Pontes de Miranda (op.cit., p55) conceitua casamento como sendo" a relação ética entre um homem e uma mulher".

Já a professora Maria Helena Diniz (2004, p.39) diz que "é vinculo jurídico entre o homem e a mulher que visa o auxilio mutuo, material e espiritual, de modo que haja uma integração fisiopsiquica e a constituição de uma família".

A conceituação de casamento não pode ser imutável, como diz João Batista Candido (1997, p.34):

É toda e qualquer definição sobre casamento, sofrera, ao longo do tempo, alteração significativa, seja em face ao enfoque que a ele se de como instituição como contrato ou como ato seja em razão das modificações sofridas pela própria família e, logicamente, da sociedade.

Tanto o Estado quanto a Igreja acabaram se apropriando desse fenômeno, visando, cada uma dessas instituições, a atender interesses próprios. A Igreja fez do casamento um sacramento. Pela máxima crecei-vos e multiplicai-vos , atribuiu a família a função reprodutiva, para o fim de povoar o mundo de cristãos. O Estado viu a família como uma verdadeira instituição, que acompanha a própria formação do Estado, que tem o dever de promover o bem de todos.

2.3 Efeitos do Casamento

A família é uma realidade social que preexiste ao direito. O Código Civil de 1916 atribuiu ao casamento a única forma de estabelecer a família legitima, marginalizando, juridicamente, a família que dele não se originasse.

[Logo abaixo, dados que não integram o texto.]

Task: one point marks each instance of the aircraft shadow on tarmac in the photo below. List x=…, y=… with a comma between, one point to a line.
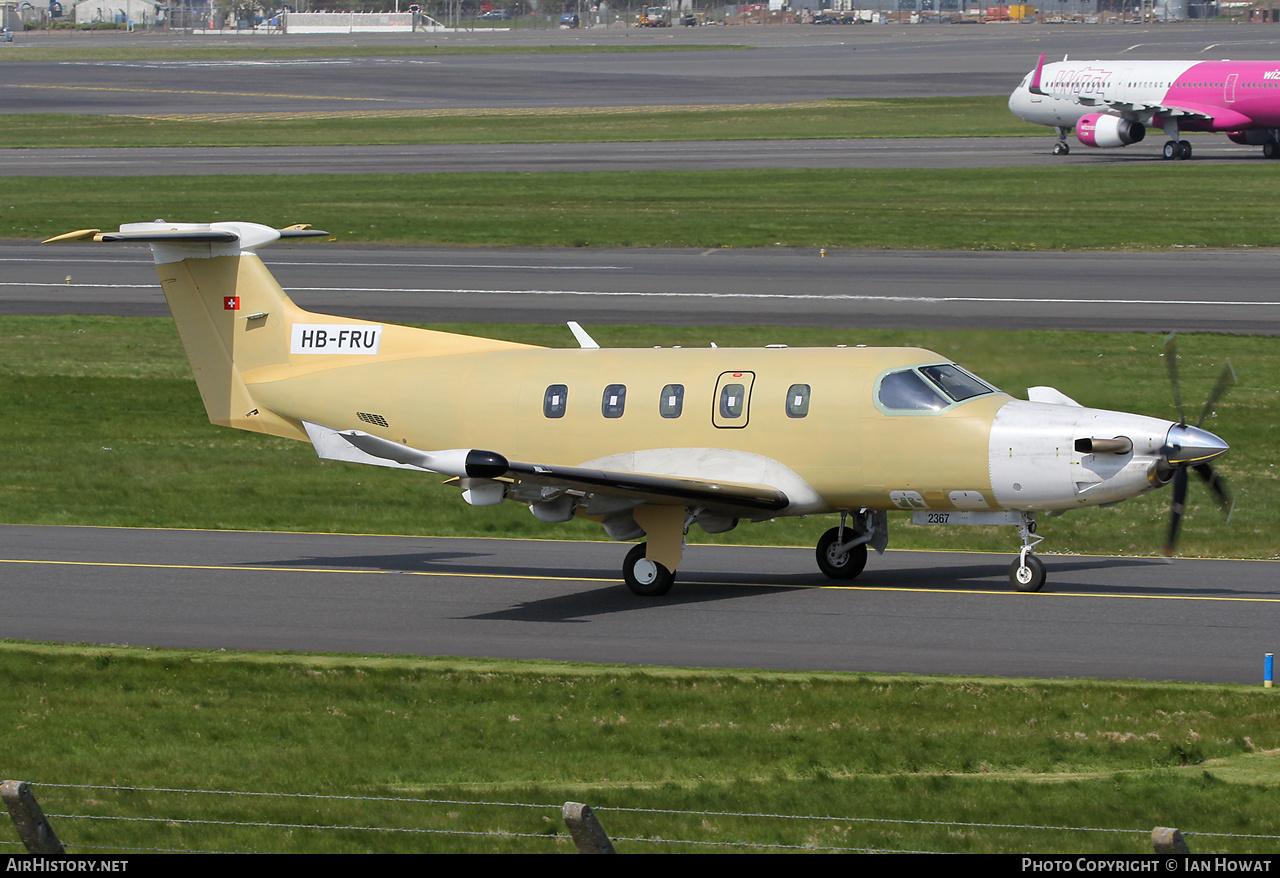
x=1130, y=576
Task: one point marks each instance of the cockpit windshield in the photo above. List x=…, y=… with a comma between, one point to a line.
x=928, y=388
x=956, y=383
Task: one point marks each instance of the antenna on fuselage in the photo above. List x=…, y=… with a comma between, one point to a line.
x=584, y=338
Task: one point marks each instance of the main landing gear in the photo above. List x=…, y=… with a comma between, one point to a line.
x=645, y=577
x=842, y=550
x=1061, y=147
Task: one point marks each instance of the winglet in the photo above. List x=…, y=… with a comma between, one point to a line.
x=1034, y=87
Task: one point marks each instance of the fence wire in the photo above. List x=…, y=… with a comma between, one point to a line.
x=556, y=808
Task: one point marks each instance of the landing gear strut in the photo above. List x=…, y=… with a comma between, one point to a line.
x=842, y=550
x=1027, y=572
x=645, y=577
x=1061, y=147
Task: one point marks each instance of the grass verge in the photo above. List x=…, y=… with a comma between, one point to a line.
x=877, y=762
x=106, y=428
x=965, y=209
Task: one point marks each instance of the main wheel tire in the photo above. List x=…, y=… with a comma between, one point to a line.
x=1029, y=576
x=840, y=565
x=645, y=577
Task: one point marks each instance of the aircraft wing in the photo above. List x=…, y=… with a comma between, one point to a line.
x=1219, y=117
x=731, y=497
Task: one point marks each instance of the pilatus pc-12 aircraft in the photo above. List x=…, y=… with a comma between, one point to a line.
x=652, y=442
x=1114, y=103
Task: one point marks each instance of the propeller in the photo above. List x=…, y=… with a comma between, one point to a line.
x=1188, y=447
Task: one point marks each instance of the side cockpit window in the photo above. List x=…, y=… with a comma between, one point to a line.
x=908, y=392
x=956, y=383
x=928, y=388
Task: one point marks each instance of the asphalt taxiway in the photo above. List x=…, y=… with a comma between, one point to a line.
x=735, y=607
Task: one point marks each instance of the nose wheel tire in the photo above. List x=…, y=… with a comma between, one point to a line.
x=645, y=577
x=840, y=565
x=1027, y=575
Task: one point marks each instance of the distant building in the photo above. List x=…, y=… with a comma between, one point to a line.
x=119, y=12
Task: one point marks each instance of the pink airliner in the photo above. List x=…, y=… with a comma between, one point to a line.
x=1114, y=103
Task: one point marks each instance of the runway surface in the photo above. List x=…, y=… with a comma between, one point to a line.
x=576, y=158
x=732, y=607
x=1134, y=292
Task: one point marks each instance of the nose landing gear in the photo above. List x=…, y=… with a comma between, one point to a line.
x=1027, y=572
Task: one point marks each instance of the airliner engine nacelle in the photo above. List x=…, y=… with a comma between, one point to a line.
x=1252, y=137
x=1105, y=131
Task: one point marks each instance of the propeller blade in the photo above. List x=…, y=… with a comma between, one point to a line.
x=1171, y=364
x=1175, y=517
x=1217, y=485
x=1225, y=379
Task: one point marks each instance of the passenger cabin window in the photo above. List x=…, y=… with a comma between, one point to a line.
x=672, y=402
x=798, y=401
x=615, y=399
x=732, y=401
x=553, y=401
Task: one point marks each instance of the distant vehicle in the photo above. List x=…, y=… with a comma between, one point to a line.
x=654, y=17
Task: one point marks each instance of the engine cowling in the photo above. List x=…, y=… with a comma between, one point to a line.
x=1105, y=131
x=1252, y=137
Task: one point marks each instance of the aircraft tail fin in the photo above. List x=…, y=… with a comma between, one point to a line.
x=240, y=328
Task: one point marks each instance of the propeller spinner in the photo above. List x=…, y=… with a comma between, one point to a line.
x=1192, y=448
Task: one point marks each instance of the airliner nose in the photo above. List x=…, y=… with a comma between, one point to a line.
x=1185, y=446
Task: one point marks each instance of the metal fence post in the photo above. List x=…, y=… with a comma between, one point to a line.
x=33, y=830
x=588, y=833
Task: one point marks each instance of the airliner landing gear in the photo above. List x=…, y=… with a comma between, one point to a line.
x=1061, y=147
x=1027, y=572
x=842, y=550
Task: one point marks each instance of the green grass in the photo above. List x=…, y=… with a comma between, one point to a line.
x=958, y=117
x=105, y=428
x=969, y=209
x=853, y=750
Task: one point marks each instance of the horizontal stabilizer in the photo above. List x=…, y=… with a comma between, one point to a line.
x=246, y=234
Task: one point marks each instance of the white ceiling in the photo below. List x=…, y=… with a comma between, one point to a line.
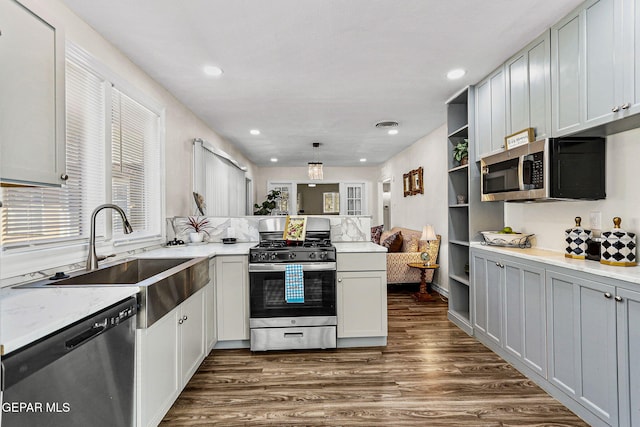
x=303, y=71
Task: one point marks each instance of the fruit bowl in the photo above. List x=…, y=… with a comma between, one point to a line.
x=497, y=238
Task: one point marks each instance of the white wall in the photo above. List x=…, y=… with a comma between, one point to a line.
x=430, y=153
x=181, y=124
x=370, y=175
x=549, y=220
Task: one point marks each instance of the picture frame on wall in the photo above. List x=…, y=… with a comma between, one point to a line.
x=417, y=184
x=406, y=182
x=330, y=203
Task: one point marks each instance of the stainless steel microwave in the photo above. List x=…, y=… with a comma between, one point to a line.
x=553, y=168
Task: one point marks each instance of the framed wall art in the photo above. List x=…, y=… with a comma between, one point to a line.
x=406, y=184
x=417, y=186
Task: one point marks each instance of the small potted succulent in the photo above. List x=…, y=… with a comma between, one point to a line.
x=197, y=228
x=461, y=152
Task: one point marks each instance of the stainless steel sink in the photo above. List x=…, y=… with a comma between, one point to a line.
x=164, y=282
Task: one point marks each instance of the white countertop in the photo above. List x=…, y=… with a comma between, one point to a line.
x=30, y=314
x=199, y=250
x=627, y=274
x=345, y=247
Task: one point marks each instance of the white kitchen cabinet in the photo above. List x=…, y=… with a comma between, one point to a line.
x=232, y=293
x=589, y=64
x=528, y=85
x=168, y=354
x=211, y=322
x=490, y=125
x=362, y=295
x=32, y=123
x=582, y=342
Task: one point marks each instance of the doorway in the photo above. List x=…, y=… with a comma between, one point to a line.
x=386, y=204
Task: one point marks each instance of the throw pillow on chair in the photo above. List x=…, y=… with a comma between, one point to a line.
x=394, y=242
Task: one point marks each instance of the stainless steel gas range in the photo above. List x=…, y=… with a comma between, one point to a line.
x=276, y=322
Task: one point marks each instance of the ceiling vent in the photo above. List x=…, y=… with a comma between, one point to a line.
x=387, y=124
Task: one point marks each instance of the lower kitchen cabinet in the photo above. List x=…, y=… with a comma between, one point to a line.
x=577, y=337
x=362, y=295
x=582, y=342
x=524, y=313
x=232, y=294
x=488, y=281
x=509, y=307
x=168, y=354
x=211, y=322
x=628, y=324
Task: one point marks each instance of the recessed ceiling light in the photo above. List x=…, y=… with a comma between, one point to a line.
x=212, y=71
x=456, y=74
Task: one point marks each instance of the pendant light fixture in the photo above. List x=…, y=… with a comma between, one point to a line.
x=315, y=167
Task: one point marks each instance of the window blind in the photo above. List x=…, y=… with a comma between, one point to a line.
x=221, y=182
x=33, y=216
x=135, y=171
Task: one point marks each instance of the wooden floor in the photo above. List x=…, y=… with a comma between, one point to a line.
x=430, y=374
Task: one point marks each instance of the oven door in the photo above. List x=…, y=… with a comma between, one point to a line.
x=267, y=299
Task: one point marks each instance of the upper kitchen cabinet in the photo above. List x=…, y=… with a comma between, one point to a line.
x=490, y=112
x=589, y=64
x=528, y=86
x=32, y=131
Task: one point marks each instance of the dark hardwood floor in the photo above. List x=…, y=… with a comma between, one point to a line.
x=430, y=374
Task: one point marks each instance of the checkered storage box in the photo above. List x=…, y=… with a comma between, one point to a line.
x=618, y=247
x=576, y=239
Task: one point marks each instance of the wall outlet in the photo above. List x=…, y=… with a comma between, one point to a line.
x=595, y=220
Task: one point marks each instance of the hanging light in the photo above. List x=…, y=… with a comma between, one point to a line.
x=315, y=167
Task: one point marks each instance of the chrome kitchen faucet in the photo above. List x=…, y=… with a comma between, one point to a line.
x=92, y=259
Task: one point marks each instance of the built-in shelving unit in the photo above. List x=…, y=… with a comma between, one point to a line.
x=466, y=219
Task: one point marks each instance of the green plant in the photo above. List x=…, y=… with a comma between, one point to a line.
x=197, y=224
x=461, y=150
x=268, y=205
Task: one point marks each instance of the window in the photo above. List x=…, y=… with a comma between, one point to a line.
x=353, y=202
x=219, y=179
x=58, y=216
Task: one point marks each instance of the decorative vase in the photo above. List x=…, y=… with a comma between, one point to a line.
x=196, y=237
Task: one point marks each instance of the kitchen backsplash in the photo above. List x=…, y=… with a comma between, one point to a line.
x=245, y=229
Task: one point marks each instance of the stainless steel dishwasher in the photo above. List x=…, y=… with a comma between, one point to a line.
x=82, y=375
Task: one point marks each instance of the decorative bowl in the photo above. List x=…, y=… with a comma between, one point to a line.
x=505, y=239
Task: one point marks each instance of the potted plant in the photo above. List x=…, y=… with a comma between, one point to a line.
x=461, y=152
x=197, y=228
x=268, y=205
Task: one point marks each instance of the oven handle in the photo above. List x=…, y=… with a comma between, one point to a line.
x=266, y=268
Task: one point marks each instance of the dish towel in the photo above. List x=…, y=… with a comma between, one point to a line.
x=293, y=283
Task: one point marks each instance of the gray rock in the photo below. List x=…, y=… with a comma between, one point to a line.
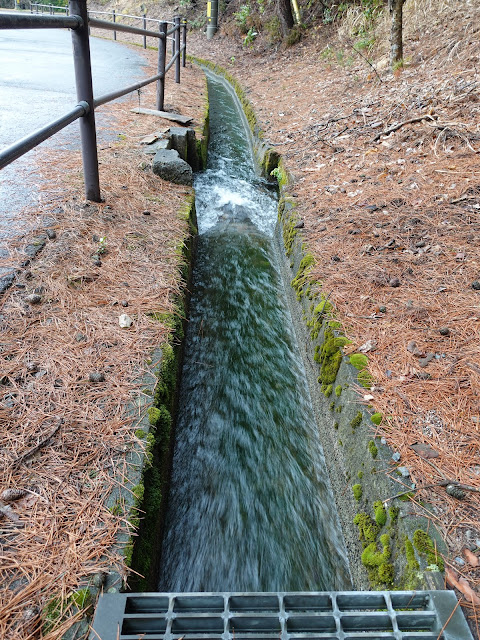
x=152, y=149
x=168, y=165
x=6, y=282
x=183, y=140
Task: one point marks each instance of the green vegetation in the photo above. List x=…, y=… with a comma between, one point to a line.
x=372, y=447
x=357, y=491
x=357, y=420
x=359, y=360
x=329, y=356
x=380, y=513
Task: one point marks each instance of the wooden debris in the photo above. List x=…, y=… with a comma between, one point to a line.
x=10, y=495
x=31, y=452
x=174, y=117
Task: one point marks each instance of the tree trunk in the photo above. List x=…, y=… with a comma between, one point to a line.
x=396, y=38
x=285, y=15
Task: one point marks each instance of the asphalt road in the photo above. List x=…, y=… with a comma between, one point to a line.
x=37, y=85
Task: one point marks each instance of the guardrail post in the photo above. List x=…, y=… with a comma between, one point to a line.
x=177, y=48
x=162, y=54
x=184, y=43
x=83, y=80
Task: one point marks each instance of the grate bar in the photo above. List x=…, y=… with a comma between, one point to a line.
x=348, y=615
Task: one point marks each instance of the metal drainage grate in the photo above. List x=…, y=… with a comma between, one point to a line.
x=348, y=615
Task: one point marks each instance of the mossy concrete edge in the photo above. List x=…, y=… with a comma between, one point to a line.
x=356, y=459
x=354, y=456
x=153, y=414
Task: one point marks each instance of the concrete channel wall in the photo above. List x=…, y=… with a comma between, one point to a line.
x=388, y=546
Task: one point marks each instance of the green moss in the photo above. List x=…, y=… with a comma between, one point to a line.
x=386, y=573
x=365, y=379
x=306, y=265
x=330, y=358
x=357, y=420
x=359, y=360
x=372, y=447
x=56, y=609
x=425, y=545
x=368, y=529
x=393, y=513
x=412, y=561
x=380, y=513
x=357, y=491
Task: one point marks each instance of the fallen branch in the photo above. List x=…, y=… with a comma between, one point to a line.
x=399, y=125
x=31, y=452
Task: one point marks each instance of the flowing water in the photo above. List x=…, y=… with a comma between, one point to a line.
x=250, y=508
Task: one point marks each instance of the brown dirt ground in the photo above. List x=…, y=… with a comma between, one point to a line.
x=59, y=533
x=393, y=221
x=405, y=206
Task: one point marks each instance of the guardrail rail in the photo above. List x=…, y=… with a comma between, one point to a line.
x=79, y=21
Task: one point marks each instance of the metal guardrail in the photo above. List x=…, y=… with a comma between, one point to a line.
x=347, y=615
x=78, y=20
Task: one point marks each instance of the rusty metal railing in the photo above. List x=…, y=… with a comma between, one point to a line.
x=78, y=20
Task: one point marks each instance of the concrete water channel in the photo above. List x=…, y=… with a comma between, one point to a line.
x=253, y=546
x=250, y=506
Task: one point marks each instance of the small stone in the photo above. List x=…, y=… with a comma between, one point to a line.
x=96, y=376
x=125, y=321
x=455, y=492
x=425, y=450
x=423, y=362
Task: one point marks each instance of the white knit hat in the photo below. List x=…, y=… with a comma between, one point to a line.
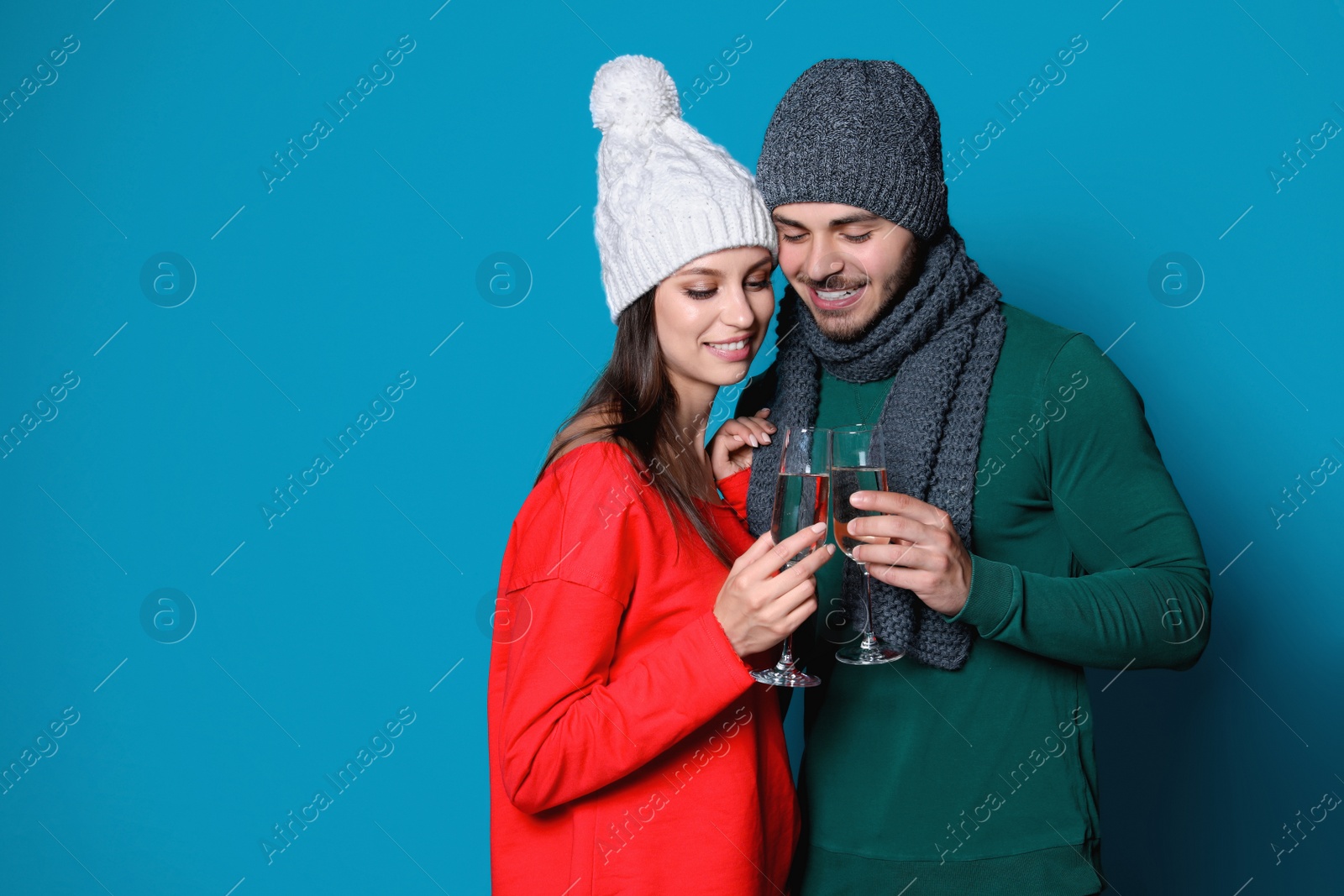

A família do século XXI é diversa da qual o Código de 1916 foi elaborado. A sociedade brasileira centralizou-se nas grandes cidades, a industrialização se expandiu ate as pequenas comunidades. A mulher não se dedica exclusivamente ao lar, mas lança-se no mercado de trabalho em todos os setores de atividades,

O Código Civil de 1916 elencava de modo distinto os direitos e deveres do marido (artigos 233 a 239 CC/16) e da mulher (artigos 240 a 255 CC/16) e empurrava a mulher para uma posição de incontestável inferioridade jurídica e social.

O interesse estatal pela manutenção do casamento levou, em um primeiro momento, à consagração de sua indissolubilidade, à obrigatória identificação da família pelo nome do varão e, por conseqüência, a relativização da mulher. Reproduziu o legislador civil o perfil da família do inicio do século, uma instituição matrimonializada, patriarcal, hierarquizada, patrimonializada e heterossexual.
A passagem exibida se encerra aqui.